In 1994, the building was bought by a private owner, who didn't start promised reconstruction, so during the following 10 years of decaying the roof, rafters and floors were gradually collapsed, and there were many irreversible damages of the original constructions. In 2004 English filmmaker Stephen Weeks, owner of company Monumental Trust Bohemia Co., bought the chateau for repair and subsequent commercial use but the project was never launched. However, further unprofessional building interventions led to a desperate condition, so after 22 years of private "care" the chateau was considered irreparable (since 2001 it was listed on the List of Endangered Immovable Monuments of the Czech Republic) and was destined for demolition. The rescue for the chateau came at the beginning of 2008, when it was bought for about 8 million CZK by Russian-Italian noble couple Dmitri Eremeev and Monica Salvatore-Eremeev (with Czech roots), who started a general reconstruction exclusively from their own funds, according to the project of Czech architect Olga Kantová. In the next 8 years, the whole area (together with the surrounding park) has been carefully reconstructed under the supervision of preservationists and in cooperation with the municipal office; the family subsequently made its new seat partly accessible to the public for concerts, lectures, exhibitions, weddings, etc.
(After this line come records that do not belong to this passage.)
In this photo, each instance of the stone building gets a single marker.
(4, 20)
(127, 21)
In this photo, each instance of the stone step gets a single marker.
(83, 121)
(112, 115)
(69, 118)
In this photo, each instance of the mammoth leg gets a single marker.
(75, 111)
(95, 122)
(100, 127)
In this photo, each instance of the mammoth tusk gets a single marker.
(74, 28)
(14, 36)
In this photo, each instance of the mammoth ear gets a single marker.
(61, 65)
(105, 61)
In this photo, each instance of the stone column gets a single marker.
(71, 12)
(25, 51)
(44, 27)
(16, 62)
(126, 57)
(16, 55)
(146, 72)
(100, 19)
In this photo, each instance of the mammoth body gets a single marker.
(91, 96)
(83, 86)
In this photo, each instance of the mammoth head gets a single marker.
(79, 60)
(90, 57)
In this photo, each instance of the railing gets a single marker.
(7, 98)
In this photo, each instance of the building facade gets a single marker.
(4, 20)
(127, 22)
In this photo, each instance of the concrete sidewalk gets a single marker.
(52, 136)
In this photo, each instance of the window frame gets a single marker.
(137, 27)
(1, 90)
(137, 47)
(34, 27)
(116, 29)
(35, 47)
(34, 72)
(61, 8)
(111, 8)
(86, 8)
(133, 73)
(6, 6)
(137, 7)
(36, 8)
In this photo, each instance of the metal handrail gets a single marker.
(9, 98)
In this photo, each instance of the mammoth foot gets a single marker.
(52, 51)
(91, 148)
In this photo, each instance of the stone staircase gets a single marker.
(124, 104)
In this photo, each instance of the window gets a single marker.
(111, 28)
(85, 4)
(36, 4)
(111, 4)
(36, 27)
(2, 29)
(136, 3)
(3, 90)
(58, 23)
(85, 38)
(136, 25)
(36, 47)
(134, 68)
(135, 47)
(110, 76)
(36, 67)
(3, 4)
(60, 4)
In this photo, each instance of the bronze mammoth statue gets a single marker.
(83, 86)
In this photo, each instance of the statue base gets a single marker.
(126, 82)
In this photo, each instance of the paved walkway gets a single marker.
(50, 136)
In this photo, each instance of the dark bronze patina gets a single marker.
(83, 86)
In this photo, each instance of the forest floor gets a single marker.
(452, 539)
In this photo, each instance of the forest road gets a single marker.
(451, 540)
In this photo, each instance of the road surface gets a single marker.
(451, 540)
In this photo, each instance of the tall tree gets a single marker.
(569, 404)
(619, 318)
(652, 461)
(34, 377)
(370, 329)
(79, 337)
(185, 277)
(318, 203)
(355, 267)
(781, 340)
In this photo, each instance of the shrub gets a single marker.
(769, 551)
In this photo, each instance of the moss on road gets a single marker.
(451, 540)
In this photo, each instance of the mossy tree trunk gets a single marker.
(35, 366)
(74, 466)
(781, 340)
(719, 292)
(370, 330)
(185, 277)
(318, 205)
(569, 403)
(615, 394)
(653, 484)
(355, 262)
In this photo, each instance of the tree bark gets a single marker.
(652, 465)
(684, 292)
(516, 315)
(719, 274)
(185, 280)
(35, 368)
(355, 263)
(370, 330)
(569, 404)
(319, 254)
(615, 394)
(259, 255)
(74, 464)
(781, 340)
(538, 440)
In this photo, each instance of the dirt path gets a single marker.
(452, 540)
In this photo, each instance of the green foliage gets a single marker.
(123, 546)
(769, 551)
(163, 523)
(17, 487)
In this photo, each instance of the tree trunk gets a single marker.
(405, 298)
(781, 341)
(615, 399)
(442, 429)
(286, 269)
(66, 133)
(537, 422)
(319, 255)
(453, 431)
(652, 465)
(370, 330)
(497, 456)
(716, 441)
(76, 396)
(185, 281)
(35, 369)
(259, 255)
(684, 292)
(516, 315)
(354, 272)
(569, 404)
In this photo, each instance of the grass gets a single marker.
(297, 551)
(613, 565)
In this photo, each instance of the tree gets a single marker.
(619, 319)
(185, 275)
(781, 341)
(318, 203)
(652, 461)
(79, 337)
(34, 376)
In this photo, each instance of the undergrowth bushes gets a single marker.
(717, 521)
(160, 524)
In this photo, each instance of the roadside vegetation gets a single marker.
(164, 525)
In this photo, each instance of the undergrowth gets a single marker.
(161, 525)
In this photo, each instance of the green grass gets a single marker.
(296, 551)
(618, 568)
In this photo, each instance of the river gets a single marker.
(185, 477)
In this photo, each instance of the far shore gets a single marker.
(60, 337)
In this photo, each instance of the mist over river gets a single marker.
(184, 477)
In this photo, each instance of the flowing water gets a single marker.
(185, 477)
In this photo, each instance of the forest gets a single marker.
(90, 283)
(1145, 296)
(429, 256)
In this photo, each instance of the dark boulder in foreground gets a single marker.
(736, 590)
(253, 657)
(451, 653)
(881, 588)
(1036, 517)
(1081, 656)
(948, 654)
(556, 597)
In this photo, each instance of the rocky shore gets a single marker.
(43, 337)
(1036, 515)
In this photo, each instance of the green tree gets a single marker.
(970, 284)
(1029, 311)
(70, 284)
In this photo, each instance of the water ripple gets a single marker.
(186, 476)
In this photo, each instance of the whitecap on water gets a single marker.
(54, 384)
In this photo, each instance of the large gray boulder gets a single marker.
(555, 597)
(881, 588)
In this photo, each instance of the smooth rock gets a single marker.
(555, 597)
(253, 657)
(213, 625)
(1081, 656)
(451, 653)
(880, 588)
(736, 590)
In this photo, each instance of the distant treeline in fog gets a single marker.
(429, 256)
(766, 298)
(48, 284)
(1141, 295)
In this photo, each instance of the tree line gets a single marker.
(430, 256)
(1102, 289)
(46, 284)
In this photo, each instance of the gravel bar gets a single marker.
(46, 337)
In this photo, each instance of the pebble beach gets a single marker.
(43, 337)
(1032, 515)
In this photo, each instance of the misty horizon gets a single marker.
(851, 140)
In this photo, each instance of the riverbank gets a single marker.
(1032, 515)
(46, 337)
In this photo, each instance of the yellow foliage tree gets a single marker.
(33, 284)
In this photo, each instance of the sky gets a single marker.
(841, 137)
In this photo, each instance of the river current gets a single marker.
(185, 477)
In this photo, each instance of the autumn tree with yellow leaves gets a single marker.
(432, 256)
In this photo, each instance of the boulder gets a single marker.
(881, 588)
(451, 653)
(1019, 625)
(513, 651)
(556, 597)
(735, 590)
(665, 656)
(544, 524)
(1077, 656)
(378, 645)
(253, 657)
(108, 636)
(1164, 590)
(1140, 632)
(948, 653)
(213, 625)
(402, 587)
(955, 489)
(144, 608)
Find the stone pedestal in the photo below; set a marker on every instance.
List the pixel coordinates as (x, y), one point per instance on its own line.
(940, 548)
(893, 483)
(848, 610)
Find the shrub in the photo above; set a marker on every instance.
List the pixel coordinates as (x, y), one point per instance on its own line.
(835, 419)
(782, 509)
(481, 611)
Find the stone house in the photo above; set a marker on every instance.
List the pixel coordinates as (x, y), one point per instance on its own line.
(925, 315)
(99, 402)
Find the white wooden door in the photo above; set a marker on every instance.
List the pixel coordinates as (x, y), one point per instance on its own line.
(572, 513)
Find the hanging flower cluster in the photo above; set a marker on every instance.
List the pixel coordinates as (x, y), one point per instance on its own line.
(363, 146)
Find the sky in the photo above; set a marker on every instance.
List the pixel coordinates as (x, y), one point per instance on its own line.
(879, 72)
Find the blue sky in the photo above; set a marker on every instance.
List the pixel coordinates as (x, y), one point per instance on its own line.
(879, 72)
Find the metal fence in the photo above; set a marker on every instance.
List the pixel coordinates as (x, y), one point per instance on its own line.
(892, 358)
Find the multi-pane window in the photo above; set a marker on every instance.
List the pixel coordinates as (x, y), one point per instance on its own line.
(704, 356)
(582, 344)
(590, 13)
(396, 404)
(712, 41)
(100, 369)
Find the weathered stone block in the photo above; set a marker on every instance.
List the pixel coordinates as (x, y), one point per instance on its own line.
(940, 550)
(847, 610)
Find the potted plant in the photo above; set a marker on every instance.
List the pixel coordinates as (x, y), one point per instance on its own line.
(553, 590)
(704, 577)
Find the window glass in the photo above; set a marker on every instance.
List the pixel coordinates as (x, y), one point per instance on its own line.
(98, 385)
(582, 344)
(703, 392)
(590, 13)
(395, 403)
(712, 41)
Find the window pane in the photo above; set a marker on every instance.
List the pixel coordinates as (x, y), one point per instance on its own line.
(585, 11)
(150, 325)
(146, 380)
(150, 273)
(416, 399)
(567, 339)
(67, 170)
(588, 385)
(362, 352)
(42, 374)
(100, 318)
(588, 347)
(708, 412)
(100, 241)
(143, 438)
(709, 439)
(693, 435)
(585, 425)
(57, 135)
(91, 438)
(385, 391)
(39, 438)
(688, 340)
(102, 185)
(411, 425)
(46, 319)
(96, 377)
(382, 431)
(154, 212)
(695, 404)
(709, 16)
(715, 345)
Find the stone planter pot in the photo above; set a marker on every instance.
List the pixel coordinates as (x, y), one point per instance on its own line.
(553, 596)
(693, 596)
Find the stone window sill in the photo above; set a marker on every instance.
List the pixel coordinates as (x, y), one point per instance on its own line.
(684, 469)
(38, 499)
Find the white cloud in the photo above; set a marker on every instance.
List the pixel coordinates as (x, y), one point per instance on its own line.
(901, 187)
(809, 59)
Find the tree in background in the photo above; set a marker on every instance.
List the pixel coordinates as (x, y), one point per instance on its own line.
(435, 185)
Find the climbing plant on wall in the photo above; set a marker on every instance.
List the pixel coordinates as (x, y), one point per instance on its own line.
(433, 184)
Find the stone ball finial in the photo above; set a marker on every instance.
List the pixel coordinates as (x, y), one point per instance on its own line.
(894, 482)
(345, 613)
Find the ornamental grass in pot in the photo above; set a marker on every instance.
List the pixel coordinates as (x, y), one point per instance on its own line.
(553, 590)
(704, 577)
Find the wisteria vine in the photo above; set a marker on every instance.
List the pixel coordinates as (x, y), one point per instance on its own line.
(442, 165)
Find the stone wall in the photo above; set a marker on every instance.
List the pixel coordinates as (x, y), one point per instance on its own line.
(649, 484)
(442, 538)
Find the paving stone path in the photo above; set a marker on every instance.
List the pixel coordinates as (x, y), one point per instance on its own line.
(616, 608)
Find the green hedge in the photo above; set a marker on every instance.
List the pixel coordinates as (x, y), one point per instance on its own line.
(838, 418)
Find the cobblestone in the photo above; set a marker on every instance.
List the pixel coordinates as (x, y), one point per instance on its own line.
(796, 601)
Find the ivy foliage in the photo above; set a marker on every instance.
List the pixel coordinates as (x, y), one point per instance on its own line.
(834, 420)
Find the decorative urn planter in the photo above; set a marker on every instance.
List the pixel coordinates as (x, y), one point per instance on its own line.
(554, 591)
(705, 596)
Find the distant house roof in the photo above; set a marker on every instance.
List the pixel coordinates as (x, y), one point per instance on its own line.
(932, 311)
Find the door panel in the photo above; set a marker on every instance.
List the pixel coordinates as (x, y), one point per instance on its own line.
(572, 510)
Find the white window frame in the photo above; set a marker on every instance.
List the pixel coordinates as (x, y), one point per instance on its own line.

In addition, archaeological research in the courtyard between the chateau and the school building took place in the years of 2009–10, which revealed until then unknown details about previous Early Gothic castle buildings: for example, the foundations of a massive circular bergfried with a diameter of 12 meters and wall thickness of 4 meters were excavated.

==Architecture==
The building (or, rather, its preserved part), standing on a small rocky hillock, has a ground plan in the shape of a broken letter "U", with sides about 26-17-13 meters long, with the longest wing forming the southern side. All wings of the building are two-storeyed; in the southeast corner there is a gate, above which a small turret towers. To the gate leads a stone bridge (with two arches) over the former castle moat.